Così girovagando nelle librerie come il mio solito, essendo io un animale molto curioso, ho trovato un libro interessante, ad attirare la mia attenzione è stato proprio il titolo “Psicologia della Bellezza”, titolo presuntuoso giudicato così dagli autori stessi (Marco Costa e Leonardo Corazza; Edizione Giunti). Così l’ho preso.
Incuriosita da domande quali: i giudici delle giurie dei concorsi bellezza su cosa basano il loro giudizio? È viziato, condizionato da stereotipi culturali? Soggettivi? Cosa fa sì che loro possano essere eletti a giudici di bellezza?
Magari se facessi questa domande alle Miss dei concorsi di tutto il mondo avrei risposte diverse, magari non tutte carine!
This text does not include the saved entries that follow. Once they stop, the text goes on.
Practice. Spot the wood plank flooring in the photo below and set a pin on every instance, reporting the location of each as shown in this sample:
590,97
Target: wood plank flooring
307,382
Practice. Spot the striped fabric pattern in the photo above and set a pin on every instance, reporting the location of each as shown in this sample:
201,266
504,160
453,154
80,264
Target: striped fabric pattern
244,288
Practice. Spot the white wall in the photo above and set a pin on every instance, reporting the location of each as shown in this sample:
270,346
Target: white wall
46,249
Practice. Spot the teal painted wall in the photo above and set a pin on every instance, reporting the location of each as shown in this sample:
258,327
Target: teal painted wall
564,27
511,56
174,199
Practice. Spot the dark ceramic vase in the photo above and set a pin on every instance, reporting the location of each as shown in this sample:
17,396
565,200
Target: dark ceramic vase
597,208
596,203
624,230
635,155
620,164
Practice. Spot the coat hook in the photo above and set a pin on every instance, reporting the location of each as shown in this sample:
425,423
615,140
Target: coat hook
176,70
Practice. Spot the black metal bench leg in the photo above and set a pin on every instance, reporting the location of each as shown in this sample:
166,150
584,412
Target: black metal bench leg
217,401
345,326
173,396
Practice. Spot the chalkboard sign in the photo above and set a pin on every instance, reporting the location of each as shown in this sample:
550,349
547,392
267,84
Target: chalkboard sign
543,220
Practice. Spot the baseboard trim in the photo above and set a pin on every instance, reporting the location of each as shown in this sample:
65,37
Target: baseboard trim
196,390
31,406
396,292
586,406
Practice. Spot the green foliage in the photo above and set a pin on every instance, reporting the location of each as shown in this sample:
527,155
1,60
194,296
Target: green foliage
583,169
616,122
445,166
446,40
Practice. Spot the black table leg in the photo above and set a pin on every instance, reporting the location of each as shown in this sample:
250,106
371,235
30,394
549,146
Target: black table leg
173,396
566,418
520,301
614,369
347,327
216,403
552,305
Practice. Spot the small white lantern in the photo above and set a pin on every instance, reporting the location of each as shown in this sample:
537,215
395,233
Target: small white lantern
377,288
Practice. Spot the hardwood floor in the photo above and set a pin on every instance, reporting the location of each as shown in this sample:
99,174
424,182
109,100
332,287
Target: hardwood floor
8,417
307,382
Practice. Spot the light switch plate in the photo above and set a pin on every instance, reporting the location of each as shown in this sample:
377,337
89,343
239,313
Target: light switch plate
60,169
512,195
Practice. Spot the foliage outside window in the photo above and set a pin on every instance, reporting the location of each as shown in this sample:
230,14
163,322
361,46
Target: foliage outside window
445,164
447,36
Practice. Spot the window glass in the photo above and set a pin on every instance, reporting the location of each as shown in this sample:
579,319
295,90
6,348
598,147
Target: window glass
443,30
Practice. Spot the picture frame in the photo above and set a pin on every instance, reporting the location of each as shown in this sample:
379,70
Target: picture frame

Cosa è bello? Cosa affascina? Quali regole di bellezza? La bellezza può essere studiata da un punto di vista scientifico se dipende da gusti individuali e dalla cultura di riferimento?
Invece, già da diversi anni la psicologia sperimentale (è questo il tema del libro) ha studiato l’attrazione fisica. Le espressioni del viso, la conformazione di occhi, labbra, naso, lo sguardo e altri aspetti del corpo umano.
Ha individuato alcuni parametri smentendo così il mito “E’ bello ciò che piace”.
La psicologia sperimentale ha dimostrato, mediante studi che, le persone concordano largamente nel giudizio sulla bellezza di volti e persone.
Hanno anche visto che c’è concordanza anche tra persone di culture diverse. Mettendo così, definitivamente in crisi che la bellezza sia di dominio esclusivo della soggettività.
La bellezza è un concetto molto ampio che non si esaurisce con quella fisica, corporea ma che abbraccia tutti i campi dell’estetica.
Questo libro stuzzica la curiosità perché tratta in particolare la bellezza fisica: figura umana nel suo insieme, il volto, la parte del corpo più esposta al giudizio e più legata alle capacità espressive di ciascuno.
Gli autori non parlano di bellezza “giovanile” né di quella delle persone attraenti. Ma riguarda atteggiamenti e comportamenti del prendersi cura di se stessi. E degli effetti che essi hanno un effetto psicologico (ad esempio): i belli vengono identificati come persone buone, a dispetto dei cattivi meno piacevoli dal punto vista estetico.
È interessante capire gli effetti delle nostre valutazioni personali sui nostri giudizi. Gli autori mostrano come questi errori di giudizio operano in modo inconsapevole. Sostengono che la bellezza sta alla base di molte scelte quotidiane , influenza decisioni e comportamento soprattutto quando non si hanno informazioni supplementari, e quindi, dobbiamo prendere decisioni senza conoscere la storia che sta dietro all’apparenza delle persone.